Great team, great launch!

martinbaun|1 year ago

Congrats, look very good!

I would hesitate with the name though. Overwatch is also a game series from Blizzard.

And Blizzard is known to be a little sue-addicted.

zdw|1 year ago

AI tool with the same name as a game where a robot uprising is one of the main backstories seems like it could be a bit problematic...

keepamovin|1 year ago

I disagree - I think the name is great.

Consider Venn diagrams: the audience for these two homynymous products has small overlap. Further moderated when you consider term stickiness to respective meanings is only high for a small fraction of that audience.

In other words, most people aware of both can cope with a mutual name. And some may even think it's cool. Each name enhancing the other through association and analogy.

Overwatch is definitely the right choice. Consider the 'OG' meaning originates from military terminology. In this context, "overwatch" refers to a tactical position where one unit provides covering fire and surveillance for another unit as it moves forward or performs an action. The overwatch position is typically elevated or strategically placed to have a clear view of the battlefield, allowing the overwatching unit to detect threats and engage enemies to protect the advancing or exposed units.

This concept ensures that the moving or vulnerable unit can operate with reduced risk, as the overwatching unit can neutralize potential dangers and provide critical information about the surroundings.

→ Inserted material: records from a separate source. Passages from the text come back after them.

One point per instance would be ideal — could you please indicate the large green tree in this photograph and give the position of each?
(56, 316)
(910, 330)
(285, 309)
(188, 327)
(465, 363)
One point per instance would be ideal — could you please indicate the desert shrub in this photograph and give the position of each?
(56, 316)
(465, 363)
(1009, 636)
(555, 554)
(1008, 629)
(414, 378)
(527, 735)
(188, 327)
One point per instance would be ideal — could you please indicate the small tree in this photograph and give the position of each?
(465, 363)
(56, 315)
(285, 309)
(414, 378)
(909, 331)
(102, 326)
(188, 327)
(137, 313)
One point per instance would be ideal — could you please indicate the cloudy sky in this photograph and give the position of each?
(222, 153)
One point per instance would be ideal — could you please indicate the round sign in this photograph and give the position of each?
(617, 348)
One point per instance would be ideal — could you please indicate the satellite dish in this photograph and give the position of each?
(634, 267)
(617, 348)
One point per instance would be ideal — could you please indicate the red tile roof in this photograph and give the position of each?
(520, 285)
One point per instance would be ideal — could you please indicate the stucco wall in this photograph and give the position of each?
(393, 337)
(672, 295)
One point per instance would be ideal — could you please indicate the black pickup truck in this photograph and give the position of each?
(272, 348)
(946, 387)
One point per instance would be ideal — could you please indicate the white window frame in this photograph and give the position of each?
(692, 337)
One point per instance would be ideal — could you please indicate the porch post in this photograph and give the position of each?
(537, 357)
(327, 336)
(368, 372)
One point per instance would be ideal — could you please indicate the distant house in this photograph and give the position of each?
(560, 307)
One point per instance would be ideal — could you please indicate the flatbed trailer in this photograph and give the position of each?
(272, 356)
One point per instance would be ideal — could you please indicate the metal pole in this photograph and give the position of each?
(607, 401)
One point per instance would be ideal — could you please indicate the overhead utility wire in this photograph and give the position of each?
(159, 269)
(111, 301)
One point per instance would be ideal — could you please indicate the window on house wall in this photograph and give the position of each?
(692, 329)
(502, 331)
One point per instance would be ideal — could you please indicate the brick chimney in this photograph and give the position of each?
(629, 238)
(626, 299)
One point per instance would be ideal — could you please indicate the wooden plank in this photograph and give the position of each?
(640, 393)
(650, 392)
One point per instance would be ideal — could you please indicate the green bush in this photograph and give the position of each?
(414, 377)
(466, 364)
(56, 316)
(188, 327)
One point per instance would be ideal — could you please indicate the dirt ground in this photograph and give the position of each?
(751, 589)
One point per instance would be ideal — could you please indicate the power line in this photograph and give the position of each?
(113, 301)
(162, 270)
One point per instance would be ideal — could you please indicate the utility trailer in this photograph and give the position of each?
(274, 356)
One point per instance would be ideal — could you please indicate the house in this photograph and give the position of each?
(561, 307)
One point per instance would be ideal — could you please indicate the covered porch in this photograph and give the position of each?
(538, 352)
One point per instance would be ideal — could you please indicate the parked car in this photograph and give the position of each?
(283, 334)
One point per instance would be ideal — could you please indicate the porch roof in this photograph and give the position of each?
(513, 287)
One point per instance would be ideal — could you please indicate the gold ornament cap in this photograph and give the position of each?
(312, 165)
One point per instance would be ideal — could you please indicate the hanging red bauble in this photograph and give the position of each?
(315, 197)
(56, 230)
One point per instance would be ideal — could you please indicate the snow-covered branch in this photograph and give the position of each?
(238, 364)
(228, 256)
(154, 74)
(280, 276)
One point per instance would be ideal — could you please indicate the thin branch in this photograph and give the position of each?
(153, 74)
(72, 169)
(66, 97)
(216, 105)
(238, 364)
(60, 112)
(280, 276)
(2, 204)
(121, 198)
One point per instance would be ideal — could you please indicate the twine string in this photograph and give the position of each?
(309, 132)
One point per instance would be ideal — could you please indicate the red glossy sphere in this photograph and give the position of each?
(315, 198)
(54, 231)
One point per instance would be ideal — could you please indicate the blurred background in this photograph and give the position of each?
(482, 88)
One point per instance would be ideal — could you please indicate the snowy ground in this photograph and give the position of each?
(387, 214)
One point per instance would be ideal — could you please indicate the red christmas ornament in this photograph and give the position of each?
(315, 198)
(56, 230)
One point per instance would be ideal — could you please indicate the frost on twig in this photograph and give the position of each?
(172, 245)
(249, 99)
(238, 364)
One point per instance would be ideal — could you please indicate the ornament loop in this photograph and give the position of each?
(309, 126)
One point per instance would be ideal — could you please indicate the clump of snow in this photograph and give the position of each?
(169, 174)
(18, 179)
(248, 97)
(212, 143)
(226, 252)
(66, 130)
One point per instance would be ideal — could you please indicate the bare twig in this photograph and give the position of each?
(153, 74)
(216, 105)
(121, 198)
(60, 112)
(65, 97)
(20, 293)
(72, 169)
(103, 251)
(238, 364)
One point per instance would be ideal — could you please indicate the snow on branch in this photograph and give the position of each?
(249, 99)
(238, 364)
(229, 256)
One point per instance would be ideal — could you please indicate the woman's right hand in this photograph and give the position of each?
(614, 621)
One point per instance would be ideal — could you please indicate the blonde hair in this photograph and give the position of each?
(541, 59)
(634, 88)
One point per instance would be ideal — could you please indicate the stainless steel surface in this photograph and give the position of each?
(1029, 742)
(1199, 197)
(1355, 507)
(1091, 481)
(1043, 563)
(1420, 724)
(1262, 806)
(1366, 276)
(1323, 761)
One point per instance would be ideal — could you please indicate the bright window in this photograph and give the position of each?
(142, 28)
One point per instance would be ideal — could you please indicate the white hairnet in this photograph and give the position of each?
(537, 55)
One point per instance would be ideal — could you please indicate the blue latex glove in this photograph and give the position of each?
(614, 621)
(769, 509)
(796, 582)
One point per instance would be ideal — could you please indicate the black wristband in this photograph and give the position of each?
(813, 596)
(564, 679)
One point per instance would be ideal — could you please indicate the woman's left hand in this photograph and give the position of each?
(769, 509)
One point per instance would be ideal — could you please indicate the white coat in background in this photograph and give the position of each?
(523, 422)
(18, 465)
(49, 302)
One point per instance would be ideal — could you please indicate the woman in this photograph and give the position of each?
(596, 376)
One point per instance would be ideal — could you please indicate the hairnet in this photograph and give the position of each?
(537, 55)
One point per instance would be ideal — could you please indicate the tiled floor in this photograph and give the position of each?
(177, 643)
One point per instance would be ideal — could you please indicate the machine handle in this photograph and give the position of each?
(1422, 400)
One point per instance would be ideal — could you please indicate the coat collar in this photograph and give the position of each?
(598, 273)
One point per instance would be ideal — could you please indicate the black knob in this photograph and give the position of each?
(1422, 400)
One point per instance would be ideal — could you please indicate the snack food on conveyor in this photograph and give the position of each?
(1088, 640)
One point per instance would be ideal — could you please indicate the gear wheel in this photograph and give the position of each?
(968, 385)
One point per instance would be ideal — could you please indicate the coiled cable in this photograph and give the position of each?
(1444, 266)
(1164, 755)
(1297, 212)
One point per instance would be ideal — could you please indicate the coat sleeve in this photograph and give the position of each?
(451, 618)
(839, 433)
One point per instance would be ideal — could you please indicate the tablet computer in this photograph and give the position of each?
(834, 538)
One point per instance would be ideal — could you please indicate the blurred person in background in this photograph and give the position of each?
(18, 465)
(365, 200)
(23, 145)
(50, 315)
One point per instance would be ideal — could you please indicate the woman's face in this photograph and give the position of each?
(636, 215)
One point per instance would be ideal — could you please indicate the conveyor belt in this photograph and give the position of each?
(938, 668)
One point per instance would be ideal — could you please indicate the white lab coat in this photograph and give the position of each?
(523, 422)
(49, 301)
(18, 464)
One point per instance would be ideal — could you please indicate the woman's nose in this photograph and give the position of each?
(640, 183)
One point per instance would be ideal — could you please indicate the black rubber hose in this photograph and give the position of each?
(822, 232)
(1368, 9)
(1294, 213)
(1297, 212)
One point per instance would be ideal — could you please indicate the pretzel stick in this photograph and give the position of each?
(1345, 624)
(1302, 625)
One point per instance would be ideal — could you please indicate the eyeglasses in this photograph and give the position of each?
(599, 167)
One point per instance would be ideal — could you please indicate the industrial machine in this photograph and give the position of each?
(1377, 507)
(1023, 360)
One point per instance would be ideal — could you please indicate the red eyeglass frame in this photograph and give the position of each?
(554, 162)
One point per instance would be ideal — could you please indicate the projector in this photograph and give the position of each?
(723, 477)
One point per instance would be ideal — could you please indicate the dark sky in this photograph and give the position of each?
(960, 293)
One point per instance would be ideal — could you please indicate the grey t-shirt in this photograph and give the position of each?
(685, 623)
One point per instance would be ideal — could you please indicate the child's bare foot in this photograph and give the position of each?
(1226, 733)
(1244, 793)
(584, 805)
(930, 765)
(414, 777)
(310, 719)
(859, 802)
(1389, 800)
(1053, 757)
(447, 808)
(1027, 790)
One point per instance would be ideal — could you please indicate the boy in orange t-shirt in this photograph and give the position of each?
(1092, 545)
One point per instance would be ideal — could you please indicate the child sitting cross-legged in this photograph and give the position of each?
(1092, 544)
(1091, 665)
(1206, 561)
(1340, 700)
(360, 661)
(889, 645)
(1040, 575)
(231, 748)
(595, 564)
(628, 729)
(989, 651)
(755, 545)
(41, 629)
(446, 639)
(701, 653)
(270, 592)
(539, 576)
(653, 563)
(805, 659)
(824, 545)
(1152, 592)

The practice of overwatch is a fundamental tactic in military operations, emphasizing teamwork, communication, and strategic positioning.

zelias|1 year ago

Maybe split the difference by naming Sombra the CTO

marcus0x62|1 year ago

It is also, and more to the point of being a real trademark issue, the name of a managed threat hunting service from Crowdstrike.

technick|1 year ago

Doesn't the government have a program named overwatch as well? Something in the air force cyber transport division...

jacques_chester|1 year ago

Trademarks are namespaced by subject matter.

prakashn27|1 year ago

how many you thought it is "Overwatch" multiplayer game? :-)

aodonnell2536|1 year ago

Now there’s “Overwatch” the game, “Overwatch” the anticheat platform, and “Overwatch” the OSINT platform!